Kann es sein, dass diese herzliche, fürsorgliche Person in Wahrheit eine Schraube locker hat? Oder ist sie vielmehr die Einzige, die die gefährliche Wahrheit erkennt? – Am Ende spricht vieles für erstere Möglichkeit. Doch sicher sein kann man sich nie in Henry James’ knapp 120 Jahre alter Geistergeschichte „The Turn of the Screw“. Nur etwa halb so alt ist die Vertonung der Erzählung zu einer Kammeroper durch Benjamin Britten. Das Gelsenkirchener Musiktheater eröffnet damit die neue Saison.
Es ist die unklare Erzählperspektive, die den Reiz der Story ausmacht: Verhalten sich diese eigenartigen Kinder nicht tatsächlich verdächtig? Und hat die Haushälterin nicht selber erzählt, dass sie die bösen Geister kennt, die da doch so offensichtlich durchs Landhaus Bly geistern?
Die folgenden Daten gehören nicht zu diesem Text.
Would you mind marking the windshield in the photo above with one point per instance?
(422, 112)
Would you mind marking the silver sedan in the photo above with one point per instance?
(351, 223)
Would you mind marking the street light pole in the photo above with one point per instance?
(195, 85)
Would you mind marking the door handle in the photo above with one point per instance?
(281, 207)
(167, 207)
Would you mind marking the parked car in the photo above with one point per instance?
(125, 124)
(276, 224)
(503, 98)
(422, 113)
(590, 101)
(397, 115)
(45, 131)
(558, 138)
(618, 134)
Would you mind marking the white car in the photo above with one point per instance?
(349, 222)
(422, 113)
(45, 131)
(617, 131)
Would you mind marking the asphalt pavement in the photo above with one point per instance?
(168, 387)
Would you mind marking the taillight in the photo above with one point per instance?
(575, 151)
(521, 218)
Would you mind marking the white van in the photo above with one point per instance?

Oder lässt uns der Autor einfach nur an der gestörten Wahrnehmung einer geisteskranken Gouvernante teilhaben? Die junge Regisseurin Rahel Thiel weiß, dass es die kleinen Dinge sind, die Atmosphäre schaffen: die unterschwellige und doch unübersehbare Feindseligkeit der jungen Flora, die dunklen, unübersichtlichen Ecken im Treppenhaus, in denen sich die unheimlichen Schatten tummeln.
Entsprechend reduziert und zurückgenommen fällt ihre Inszenierung im Kleinen Haus aus. Es ist das rechte Maß an Zurückhaltung. Ein Bett auf der einen Bühnenseite sowie ein enges Treppenhaus mit Kronleuchter im Zentrum reichen als Kulisse völlig aus. Den Rest – und das ist nicht wenig – besorgen Licht und Schatten (Licht: Patrick Fuchs).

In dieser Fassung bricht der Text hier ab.